Atlas a 400 year old craft that has been a home to the chippa community- a clan whose name comes from a Gujarati work meaning ‘to print’. Just a few hours drive from the magnificent city Jaipur- resides a village called Bagru. Where the village welcomes you with a rhythmic beat of blocks and the air smells of drying fabrics.
The painstakingly laborious but anciently beautiful process takes around 20 days for a fabric to be completed. The process includes washing - to get rid of the fabric impurities and then Harda is done which leaves a yellow tint. Think of it as a primer. Then the fabric is dried, where the fabric is laid flat in the sun. Then once the colours are mixed - the printing is started. The printing involves three steps, where the outline is printed first with the block and then the insides. Once the printing is completed, the fabric is left for drying. The dried fabric is the washed in cold water and then boiled with alizarine which gives red colour and acts as fastner.

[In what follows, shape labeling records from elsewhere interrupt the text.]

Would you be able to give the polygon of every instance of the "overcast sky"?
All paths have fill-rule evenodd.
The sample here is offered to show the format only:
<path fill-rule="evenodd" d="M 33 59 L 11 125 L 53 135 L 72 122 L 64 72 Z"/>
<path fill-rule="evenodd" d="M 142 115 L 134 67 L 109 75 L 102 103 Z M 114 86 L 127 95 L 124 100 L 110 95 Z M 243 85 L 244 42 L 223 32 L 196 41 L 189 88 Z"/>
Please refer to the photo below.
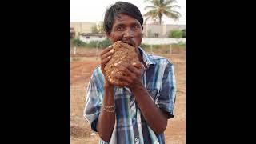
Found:
<path fill-rule="evenodd" d="M 98 22 L 103 21 L 106 7 L 118 0 L 70 0 L 70 22 Z M 120 0 L 119 0 L 120 1 Z M 180 12 L 182 17 L 178 21 L 174 22 L 163 17 L 162 21 L 166 24 L 186 24 L 186 0 L 176 0 L 177 5 L 181 8 L 176 10 Z M 126 0 L 138 7 L 142 14 L 145 14 L 144 8 L 150 6 L 144 0 Z"/>

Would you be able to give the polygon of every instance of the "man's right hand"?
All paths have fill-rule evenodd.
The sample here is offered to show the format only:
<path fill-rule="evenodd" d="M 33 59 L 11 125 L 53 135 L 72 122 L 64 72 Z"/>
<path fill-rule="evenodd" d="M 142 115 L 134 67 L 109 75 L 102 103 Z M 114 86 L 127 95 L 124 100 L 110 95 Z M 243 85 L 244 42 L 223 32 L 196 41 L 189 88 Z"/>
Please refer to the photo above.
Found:
<path fill-rule="evenodd" d="M 114 54 L 114 50 L 112 50 L 112 46 L 110 46 L 107 48 L 105 48 L 102 53 L 100 54 L 101 56 L 101 70 L 102 72 L 105 77 L 105 82 L 106 82 L 106 84 L 110 84 L 108 82 L 108 78 L 106 77 L 106 74 L 105 74 L 105 66 L 106 65 L 106 63 L 111 59 L 111 56 Z"/>

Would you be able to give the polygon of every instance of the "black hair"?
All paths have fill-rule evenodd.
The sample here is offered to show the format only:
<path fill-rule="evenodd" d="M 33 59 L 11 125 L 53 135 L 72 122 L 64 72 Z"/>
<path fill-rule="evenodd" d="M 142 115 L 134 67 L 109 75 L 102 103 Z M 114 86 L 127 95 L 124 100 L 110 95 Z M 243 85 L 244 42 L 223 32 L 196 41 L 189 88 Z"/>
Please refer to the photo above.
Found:
<path fill-rule="evenodd" d="M 107 35 L 111 32 L 114 18 L 119 14 L 125 14 L 137 19 L 140 24 L 143 24 L 143 17 L 138 8 L 126 2 L 117 2 L 110 7 L 107 8 L 105 13 L 103 29 Z"/>

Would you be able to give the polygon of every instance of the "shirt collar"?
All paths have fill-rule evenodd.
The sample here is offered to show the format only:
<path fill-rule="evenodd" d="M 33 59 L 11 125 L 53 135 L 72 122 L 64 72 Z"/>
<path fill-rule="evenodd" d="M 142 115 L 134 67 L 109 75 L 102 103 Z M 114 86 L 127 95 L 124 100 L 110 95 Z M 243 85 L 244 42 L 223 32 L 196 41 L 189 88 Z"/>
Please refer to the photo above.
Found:
<path fill-rule="evenodd" d="M 150 65 L 155 65 L 155 62 L 143 50 L 142 48 L 138 47 L 139 52 L 142 56 L 142 60 L 146 63 L 146 66 L 149 67 Z"/>

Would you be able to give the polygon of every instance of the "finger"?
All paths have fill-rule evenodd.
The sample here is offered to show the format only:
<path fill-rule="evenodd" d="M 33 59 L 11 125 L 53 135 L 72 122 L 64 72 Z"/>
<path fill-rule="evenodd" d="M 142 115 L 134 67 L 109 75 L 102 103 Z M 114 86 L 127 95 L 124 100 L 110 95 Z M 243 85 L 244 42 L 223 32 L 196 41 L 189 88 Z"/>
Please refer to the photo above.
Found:
<path fill-rule="evenodd" d="M 130 76 L 132 75 L 132 73 L 129 70 L 129 69 L 127 68 L 127 64 L 123 62 L 118 62 L 118 63 L 114 63 L 114 66 L 118 69 L 120 71 L 122 71 L 123 74 L 125 74 L 125 75 L 127 76 Z"/>
<path fill-rule="evenodd" d="M 110 51 L 112 49 L 112 45 L 110 45 L 110 46 L 105 48 L 100 54 L 100 56 L 102 57 L 105 53 Z"/>
<path fill-rule="evenodd" d="M 119 86 L 119 87 L 129 86 L 129 83 L 126 82 L 116 82 L 116 81 L 114 82 L 112 78 L 110 78 L 109 82 L 110 82 L 110 84 Z"/>
<path fill-rule="evenodd" d="M 101 65 L 102 66 L 106 66 L 106 64 L 111 59 L 111 56 L 106 57 L 103 60 L 101 61 Z"/>
<path fill-rule="evenodd" d="M 132 65 L 130 65 L 126 62 L 118 62 L 118 64 L 122 65 L 131 72 L 131 73 L 140 73 L 141 69 L 142 69 L 142 64 L 141 63 L 133 63 Z"/>
<path fill-rule="evenodd" d="M 142 65 L 141 63 L 133 63 L 132 64 L 134 66 L 137 67 L 138 69 L 142 69 Z"/>

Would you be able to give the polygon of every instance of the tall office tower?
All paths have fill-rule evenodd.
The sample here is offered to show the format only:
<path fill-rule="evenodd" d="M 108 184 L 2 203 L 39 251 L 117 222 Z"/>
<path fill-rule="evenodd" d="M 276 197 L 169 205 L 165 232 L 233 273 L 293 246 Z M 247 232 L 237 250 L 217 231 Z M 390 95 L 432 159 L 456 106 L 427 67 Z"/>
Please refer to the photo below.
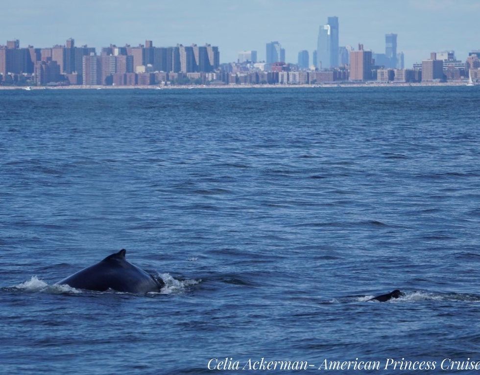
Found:
<path fill-rule="evenodd" d="M 167 49 L 167 72 L 178 73 L 180 71 L 180 47 Z"/>
<path fill-rule="evenodd" d="M 167 71 L 167 49 L 157 47 L 153 53 L 153 69 L 157 72 Z"/>
<path fill-rule="evenodd" d="M 329 17 L 320 26 L 317 42 L 317 67 L 329 69 L 338 66 L 338 18 Z"/>
<path fill-rule="evenodd" d="M 240 51 L 239 52 L 239 62 L 257 62 L 257 51 Z"/>
<path fill-rule="evenodd" d="M 220 67 L 220 51 L 218 48 L 208 43 L 205 45 L 207 47 L 207 53 L 208 54 L 208 60 L 213 70 L 216 70 Z"/>
<path fill-rule="evenodd" d="M 60 79 L 60 67 L 56 61 L 48 58 L 46 61 L 37 61 L 35 67 L 35 82 L 37 85 L 46 85 L 49 82 Z"/>
<path fill-rule="evenodd" d="M 75 69 L 74 71 L 81 76 L 83 74 L 83 56 L 96 54 L 95 47 L 88 47 L 86 45 L 75 48 Z"/>
<path fill-rule="evenodd" d="M 148 64 L 153 65 L 155 55 L 155 49 L 153 48 L 153 43 L 151 40 L 145 41 L 145 48 L 144 49 L 144 65 Z"/>
<path fill-rule="evenodd" d="M 137 70 L 137 67 L 144 65 L 144 46 L 141 44 L 138 47 L 127 47 L 127 54 L 133 56 L 133 71 Z"/>
<path fill-rule="evenodd" d="M 389 61 L 388 68 L 397 67 L 397 34 L 385 34 L 385 54 Z"/>
<path fill-rule="evenodd" d="M 328 25 L 330 25 L 332 40 L 330 42 L 330 67 L 338 66 L 338 18 L 329 17 Z"/>
<path fill-rule="evenodd" d="M 15 50 L 20 48 L 20 41 L 18 39 L 15 40 L 7 41 L 7 49 L 8 50 Z"/>
<path fill-rule="evenodd" d="M 298 52 L 298 67 L 301 69 L 309 68 L 309 51 L 304 50 Z"/>
<path fill-rule="evenodd" d="M 364 51 L 363 45 L 359 45 L 359 50 L 350 51 L 351 81 L 366 81 L 372 76 L 372 52 Z"/>
<path fill-rule="evenodd" d="M 124 73 L 133 73 L 133 56 L 126 55 L 119 55 L 115 56 L 117 69 L 115 73 L 117 74 Z"/>
<path fill-rule="evenodd" d="M 196 44 L 192 45 L 193 50 L 193 56 L 195 62 L 193 64 L 193 69 L 195 72 L 211 72 L 212 67 L 208 58 L 208 52 L 206 46 L 197 46 Z"/>
<path fill-rule="evenodd" d="M 329 69 L 338 66 L 338 18 L 329 17 L 320 26 L 317 42 L 317 67 Z"/>
<path fill-rule="evenodd" d="M 28 53 L 30 54 L 30 59 L 28 62 L 28 72 L 34 73 L 35 66 L 38 61 L 42 60 L 42 55 L 40 48 L 34 48 L 33 46 L 28 46 Z"/>
<path fill-rule="evenodd" d="M 404 69 L 405 68 L 405 55 L 403 52 L 397 54 L 397 69 Z"/>
<path fill-rule="evenodd" d="M 57 62 L 57 64 L 60 68 L 61 74 L 65 71 L 65 54 L 64 50 L 65 49 L 64 46 L 60 46 L 58 44 L 54 46 L 51 49 L 51 59 Z"/>
<path fill-rule="evenodd" d="M 99 56 L 90 54 L 83 58 L 84 85 L 101 85 L 102 64 Z"/>
<path fill-rule="evenodd" d="M 273 64 L 280 61 L 282 46 L 278 42 L 270 42 L 266 44 L 267 64 Z"/>
<path fill-rule="evenodd" d="M 338 65 L 340 66 L 348 65 L 350 50 L 347 47 L 338 47 Z"/>
<path fill-rule="evenodd" d="M 178 46 L 180 52 L 180 70 L 182 73 L 190 73 L 195 71 L 195 56 L 193 47 L 180 44 Z"/>
<path fill-rule="evenodd" d="M 422 61 L 422 80 L 443 79 L 443 60 L 437 60 L 436 53 L 430 54 L 429 60 Z"/>
<path fill-rule="evenodd" d="M 18 39 L 8 41 L 7 46 L 0 47 L 0 73 L 33 73 L 30 51 L 20 48 Z"/>

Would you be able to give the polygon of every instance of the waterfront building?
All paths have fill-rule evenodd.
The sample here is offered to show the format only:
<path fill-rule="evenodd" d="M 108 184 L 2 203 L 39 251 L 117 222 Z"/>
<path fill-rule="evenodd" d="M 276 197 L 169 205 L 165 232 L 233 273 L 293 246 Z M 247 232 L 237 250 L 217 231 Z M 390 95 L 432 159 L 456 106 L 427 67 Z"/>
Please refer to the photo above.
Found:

Difference between Sanganeri and Bagru style of printing
The main distinguishing feature between Sanganer and Bagru printing is that Sanganer print is usually done on a white ground, whereas Bagru prints are printed on an Indigo or a dyed background. Local water also has its effects. In the water of Saanganer, the results of block printing are very rich dark shades of colour, while at Bagru one finds a reddish tinge in the block printed textiles. Water was (intentionally being used in the past tense) abundant in Sanganer; due to which dyeing, printing as well as washing could be done very easily. In contrast at Bagru, where water is comparatively scarce, ‘Dhabu’ resist printing and indigo work is practised more often.
Traditionally, motifs printed at Bagru are large with bold lines, as compared to Sanganer, where sombre colours and fine lines, intricate detailing are practiced. Sanganeri motifs are based on nature, while the motifs of Bagru are more often geometric.